Neuroinflammation and the immune response are central to the pathophysiology of Alzheimer's disease (AD), with recent studies elucidating the mechanisms by which these processes contribute to neurodegeneration. Lee et al. provided compelling evidence that microglia-driven inflammation can induce tauopathies and synucleinopathies, suggesting that neuroinflammatory responses play a critical role in the progression of neurodegenerative diseases (ref: Lee doi.org/10.1038/s12276-025-01450-z/). This highlights the need for targeted therapies that modulate microglial activation to mitigate neuroinflammation. Additionally, Liu et al. investigated the mechanotransduction pathways activated by Aβ plaques, revealing that the stiffness of these plaques impairs microglial phagocytosis and promotes an inflammatory environment (ref: Liu doi.org/10.1002/advs.202503389/). The NLRP3 inflammasome has also been implicated in AD pathology, with Kurmi et al. discussing its activation by Aβ and the subsequent inflammatory cascade that ensues (ref: Kurmi doi.org/10.2174/0118715273377780250505115039/). Furthermore, the role of cannabidiol (CBD) in modulating neuroinflammation and enhancing cognitive function was highlighted by Raïch et al., indicating its potential as a therapeutic agent in AD (ref: Raïch doi.org/10.1186/s13195-025-01756-0/). These findings collectively emphasize the critical role of neuroinflammation in Alzheimer's disease and the potential for therapeutic interventions targeting immune responses to alter disease outcomes.
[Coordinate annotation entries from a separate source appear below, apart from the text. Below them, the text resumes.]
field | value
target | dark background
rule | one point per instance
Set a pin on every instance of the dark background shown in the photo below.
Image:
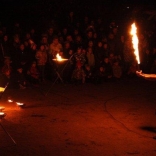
(37, 13)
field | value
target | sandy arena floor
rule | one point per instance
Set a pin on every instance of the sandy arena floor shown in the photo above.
(112, 119)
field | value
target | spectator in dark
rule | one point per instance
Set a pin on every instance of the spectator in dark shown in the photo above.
(6, 46)
(33, 74)
(5, 78)
(153, 67)
(146, 62)
(41, 57)
(78, 42)
(79, 56)
(78, 75)
(90, 58)
(7, 65)
(20, 78)
(50, 35)
(111, 43)
(89, 74)
(22, 57)
(99, 54)
(108, 73)
(132, 70)
(117, 70)
(106, 50)
(67, 50)
(55, 48)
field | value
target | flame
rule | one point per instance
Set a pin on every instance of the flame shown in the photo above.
(58, 57)
(2, 108)
(9, 100)
(2, 113)
(19, 103)
(135, 41)
(2, 89)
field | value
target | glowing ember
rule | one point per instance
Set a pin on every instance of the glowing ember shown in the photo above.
(20, 104)
(2, 114)
(2, 89)
(9, 100)
(135, 41)
(58, 57)
(2, 108)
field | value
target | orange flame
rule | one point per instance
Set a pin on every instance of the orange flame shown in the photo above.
(135, 41)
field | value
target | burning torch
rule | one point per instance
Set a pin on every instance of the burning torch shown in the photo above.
(135, 42)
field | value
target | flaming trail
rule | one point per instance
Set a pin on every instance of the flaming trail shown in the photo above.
(135, 41)
(58, 57)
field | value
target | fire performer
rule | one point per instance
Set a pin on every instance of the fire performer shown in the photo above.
(135, 42)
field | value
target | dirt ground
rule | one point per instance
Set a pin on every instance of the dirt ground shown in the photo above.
(110, 119)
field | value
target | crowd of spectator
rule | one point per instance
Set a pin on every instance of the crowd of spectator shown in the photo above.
(96, 52)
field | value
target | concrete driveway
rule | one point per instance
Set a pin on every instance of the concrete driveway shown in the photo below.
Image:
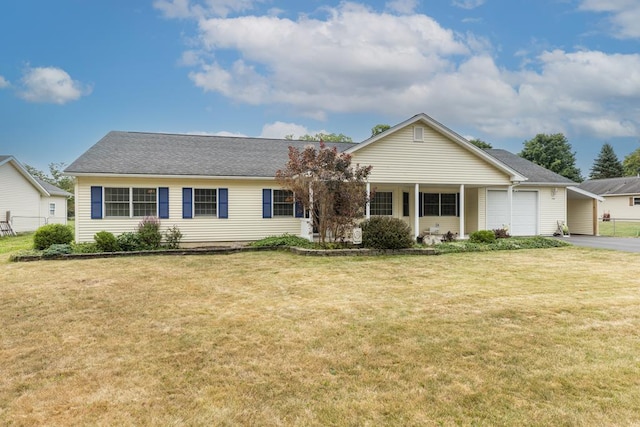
(625, 244)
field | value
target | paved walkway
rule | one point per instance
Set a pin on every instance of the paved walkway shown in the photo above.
(625, 244)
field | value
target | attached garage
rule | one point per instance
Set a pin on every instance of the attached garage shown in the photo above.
(524, 216)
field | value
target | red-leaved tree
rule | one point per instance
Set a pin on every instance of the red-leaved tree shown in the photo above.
(325, 183)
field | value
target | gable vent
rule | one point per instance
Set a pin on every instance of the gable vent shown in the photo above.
(418, 133)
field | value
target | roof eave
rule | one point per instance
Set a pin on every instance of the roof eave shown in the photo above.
(442, 129)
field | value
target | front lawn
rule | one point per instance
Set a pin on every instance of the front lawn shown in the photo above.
(537, 337)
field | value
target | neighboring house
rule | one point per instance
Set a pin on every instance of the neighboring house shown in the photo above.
(217, 188)
(27, 202)
(621, 196)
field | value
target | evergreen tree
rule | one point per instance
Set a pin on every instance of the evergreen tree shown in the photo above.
(606, 165)
(631, 164)
(554, 153)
Sex differences in Alzheimer's disease (AD) are becoming increasingly recognized, with research highlighting distinct molecular and pathological variations between males and females. Ali et al. examined temporal transcriptomic changes in a tauopathy mouse model, revealing sex-specific differences that may contribute to the varying prevalence and progression of AD (ref: Ali doi.org/10.1186/s40478-025-02013-z/). This underscores the importance of considering sex as a biological variable in AD research and therapeutic development. Marongiu et al. further explored the impact of perimenopause on neuroinflammation in a mouse model of AD, suggesting that hormonal changes during this transition may heighten the risk of developing AD in women (ref: Marongiu doi.org/10.3389/fmolb.2025.1597130/). In contrast, Eid et al. investigated the effects of chronic inflammatory conditions on male mice, demonstrating that LPS exposure can induce AD-like pathology, indicating that both sexes may be affected by environmental factors but potentially through different mechanisms (ref: Eid doi.org/10.1096/fj.202403117RR/). These findings highlight the necessity for tailored approaches in AD research and treatment that account for sex differences in disease susceptibility and progression.